Riprende dunque dopo la pausa estiva – nell’aula bunker del carcere Ucciardone di Palermo – il procedimento dinanzi alla Corte di assise presieduta da Alfredo Montalto. L’accusa è rappresentata dai pm della Procura di Palermo Vittorio Teresi e Roberto Tartaglia e dai sostituti della Direzione nazionale antimafia Francesco Del Bene e Nino Di Matteo, quest’ultimo applicato a questo processo. Subranni – imputato in questo processo di violenza e minacce a corpo politico dello Stato – dal 1990 al 1993 – è stato comandante del Ros dei carabinieri ed in precedenza aveva condotto le indagini proprio sul giovane esponente di Democrazia proletaria ucciso a Cinisi, il 9 Maggio 1978.

“Di Carlo – rileva Subranni – nel corso di due udienze nel 2014 ha sostenuto che io sarei intervenuto su richiesta di Antonino Salvo per orientare le indagini, depistandole, per evitare conseguenze nei confronti di Gaetano Badalamenti, boss di Cinisi. Peppino Impastato fu trovato morto lo stesso giorno in cui le brigate rosse, a Roma, uccisero l’onorevole Aldo Moro. Subranni descrive il clima di quegli anni e la scena del crimine faceva propendere per il suicidio.

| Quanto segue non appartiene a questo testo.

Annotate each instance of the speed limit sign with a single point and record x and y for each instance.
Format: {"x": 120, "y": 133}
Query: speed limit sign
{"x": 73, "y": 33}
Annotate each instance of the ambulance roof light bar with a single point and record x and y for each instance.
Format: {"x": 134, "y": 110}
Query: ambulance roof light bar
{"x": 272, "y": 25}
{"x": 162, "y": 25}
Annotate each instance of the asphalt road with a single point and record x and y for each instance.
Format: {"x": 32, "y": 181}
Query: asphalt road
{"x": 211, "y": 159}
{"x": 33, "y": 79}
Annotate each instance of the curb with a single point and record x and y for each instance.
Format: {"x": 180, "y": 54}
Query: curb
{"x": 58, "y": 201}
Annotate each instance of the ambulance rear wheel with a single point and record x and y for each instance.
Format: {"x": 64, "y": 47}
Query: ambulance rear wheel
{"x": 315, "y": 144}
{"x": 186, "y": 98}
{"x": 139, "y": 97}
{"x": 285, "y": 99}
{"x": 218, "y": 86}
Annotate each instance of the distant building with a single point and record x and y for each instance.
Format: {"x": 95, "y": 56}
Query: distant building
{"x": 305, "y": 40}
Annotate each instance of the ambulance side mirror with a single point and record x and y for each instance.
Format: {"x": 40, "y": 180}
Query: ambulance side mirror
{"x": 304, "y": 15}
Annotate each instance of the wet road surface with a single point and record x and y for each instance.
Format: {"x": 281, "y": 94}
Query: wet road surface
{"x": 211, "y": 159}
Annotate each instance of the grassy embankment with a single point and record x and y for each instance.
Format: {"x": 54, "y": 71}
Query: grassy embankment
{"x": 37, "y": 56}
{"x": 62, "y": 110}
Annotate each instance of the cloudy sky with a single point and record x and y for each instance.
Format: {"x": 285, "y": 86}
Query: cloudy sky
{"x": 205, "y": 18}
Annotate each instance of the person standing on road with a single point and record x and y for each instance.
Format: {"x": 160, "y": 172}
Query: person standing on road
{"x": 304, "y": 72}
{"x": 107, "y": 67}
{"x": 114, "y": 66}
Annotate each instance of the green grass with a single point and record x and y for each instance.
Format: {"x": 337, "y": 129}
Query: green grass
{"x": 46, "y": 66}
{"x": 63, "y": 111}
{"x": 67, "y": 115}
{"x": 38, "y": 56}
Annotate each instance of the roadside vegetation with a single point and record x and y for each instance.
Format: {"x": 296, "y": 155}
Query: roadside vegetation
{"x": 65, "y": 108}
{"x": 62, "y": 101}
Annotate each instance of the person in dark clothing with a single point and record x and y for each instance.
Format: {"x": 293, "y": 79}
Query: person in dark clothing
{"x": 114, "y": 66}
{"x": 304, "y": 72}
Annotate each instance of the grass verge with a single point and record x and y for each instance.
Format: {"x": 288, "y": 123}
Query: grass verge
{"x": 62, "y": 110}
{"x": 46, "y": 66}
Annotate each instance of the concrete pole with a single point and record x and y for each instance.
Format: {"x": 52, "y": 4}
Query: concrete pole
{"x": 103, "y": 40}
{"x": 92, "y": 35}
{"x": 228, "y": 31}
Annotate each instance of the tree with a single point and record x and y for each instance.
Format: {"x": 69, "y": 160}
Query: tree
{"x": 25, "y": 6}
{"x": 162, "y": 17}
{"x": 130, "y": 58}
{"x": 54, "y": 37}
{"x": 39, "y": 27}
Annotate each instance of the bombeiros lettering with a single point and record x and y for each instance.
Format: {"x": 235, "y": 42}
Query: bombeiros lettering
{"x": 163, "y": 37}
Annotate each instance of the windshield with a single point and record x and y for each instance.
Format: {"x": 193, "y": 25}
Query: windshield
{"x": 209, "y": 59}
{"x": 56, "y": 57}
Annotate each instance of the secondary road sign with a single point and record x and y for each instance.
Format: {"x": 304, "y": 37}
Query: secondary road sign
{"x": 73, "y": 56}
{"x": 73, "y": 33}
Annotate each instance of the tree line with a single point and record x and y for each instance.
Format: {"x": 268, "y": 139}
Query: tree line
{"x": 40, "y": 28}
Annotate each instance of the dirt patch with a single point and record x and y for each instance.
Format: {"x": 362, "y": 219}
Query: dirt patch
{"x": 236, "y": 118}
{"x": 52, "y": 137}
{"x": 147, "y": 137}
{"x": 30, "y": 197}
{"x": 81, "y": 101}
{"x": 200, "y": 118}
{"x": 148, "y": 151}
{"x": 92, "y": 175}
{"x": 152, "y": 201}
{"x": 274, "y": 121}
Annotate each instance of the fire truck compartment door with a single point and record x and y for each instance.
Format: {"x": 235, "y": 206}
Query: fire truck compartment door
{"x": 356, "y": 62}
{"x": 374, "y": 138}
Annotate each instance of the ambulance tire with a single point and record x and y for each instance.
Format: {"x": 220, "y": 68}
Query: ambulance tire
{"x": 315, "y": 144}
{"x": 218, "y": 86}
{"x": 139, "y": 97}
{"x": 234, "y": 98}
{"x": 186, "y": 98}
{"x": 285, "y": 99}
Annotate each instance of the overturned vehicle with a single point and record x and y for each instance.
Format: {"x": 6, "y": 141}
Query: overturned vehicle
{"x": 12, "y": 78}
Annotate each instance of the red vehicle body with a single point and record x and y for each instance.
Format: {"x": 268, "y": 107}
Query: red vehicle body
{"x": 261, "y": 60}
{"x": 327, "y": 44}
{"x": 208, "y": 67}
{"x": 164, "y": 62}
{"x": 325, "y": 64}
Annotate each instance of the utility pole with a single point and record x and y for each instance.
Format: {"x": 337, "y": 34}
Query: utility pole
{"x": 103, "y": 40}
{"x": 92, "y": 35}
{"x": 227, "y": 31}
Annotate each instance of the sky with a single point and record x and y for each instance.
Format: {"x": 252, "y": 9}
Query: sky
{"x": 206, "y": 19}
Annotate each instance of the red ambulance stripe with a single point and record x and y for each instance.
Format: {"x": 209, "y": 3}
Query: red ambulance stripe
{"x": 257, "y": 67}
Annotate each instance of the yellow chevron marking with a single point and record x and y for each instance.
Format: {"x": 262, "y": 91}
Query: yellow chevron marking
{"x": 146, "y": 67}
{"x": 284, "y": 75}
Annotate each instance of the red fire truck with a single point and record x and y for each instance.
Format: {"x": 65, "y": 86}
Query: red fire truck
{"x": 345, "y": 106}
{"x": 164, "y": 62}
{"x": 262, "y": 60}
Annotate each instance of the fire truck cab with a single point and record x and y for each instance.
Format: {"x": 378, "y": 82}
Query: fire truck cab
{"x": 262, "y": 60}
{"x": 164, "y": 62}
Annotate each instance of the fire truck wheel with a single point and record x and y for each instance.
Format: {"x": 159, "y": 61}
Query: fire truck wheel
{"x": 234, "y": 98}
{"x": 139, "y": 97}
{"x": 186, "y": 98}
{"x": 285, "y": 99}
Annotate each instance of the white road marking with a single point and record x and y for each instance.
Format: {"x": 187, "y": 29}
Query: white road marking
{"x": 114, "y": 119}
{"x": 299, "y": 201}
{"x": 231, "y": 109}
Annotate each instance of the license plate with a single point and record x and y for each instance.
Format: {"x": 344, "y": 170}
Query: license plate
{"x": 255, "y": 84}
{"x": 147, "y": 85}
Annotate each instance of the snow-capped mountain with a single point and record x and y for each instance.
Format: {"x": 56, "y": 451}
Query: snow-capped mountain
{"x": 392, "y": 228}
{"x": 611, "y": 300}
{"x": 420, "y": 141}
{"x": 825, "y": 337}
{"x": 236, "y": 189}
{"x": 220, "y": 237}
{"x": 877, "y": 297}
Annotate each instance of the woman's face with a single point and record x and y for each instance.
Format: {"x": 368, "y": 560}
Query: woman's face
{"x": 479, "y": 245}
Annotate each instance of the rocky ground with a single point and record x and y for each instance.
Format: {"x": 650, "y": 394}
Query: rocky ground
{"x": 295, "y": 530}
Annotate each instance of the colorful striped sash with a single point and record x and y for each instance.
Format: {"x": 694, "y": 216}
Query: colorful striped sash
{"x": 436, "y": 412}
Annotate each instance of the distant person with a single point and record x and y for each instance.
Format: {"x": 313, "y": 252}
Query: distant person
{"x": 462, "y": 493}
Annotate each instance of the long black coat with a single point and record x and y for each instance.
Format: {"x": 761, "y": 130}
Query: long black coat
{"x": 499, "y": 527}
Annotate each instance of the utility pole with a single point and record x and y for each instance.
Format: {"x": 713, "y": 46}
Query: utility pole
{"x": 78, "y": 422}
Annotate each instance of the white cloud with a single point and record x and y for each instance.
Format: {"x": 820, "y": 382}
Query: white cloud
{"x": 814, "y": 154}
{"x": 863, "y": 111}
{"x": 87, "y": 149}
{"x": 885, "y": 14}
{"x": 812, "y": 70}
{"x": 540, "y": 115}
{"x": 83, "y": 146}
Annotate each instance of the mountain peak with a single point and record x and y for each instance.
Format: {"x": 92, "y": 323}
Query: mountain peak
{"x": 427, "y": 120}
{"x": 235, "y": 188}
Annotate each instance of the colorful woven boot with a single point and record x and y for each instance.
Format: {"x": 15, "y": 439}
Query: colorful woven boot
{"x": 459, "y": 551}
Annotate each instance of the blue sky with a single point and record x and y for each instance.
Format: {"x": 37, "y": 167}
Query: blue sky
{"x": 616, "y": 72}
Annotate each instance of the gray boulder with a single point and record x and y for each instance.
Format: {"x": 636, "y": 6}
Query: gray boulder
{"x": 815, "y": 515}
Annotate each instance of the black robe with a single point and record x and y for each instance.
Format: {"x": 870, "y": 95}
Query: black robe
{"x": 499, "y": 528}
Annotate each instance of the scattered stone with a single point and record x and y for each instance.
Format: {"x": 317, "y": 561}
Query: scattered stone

“Una tesi mai confutata anzi condivisa da magistrati e medici legali che intervennero sul posto”. “Mai il dottor Chinnici ebbe a dire alcunché sull’operato del sottoscritto – ha proseguito Subranni – e dopo la sua tragica scomparsa il dottor Caponnetto si occupò dell’inchiesta, ne chiese l’archiviazione e nulla ebbe, nemmeno lui, da dire sul mio operato; anzi, nel provvedimento da lui redatto, egli scrisse “Del resto, lo stesso Colonnello Subranni precisava di avere appreso “attraverso i contatti tenuti con l’Autorità Giudiziaria (aggiungo io, il dott. Chinnici), che “nel corso di ulteriori indagini erano venuti fuori elementi tali da far ritenere possibile una causale diversa da quella formulata con il rapporto”.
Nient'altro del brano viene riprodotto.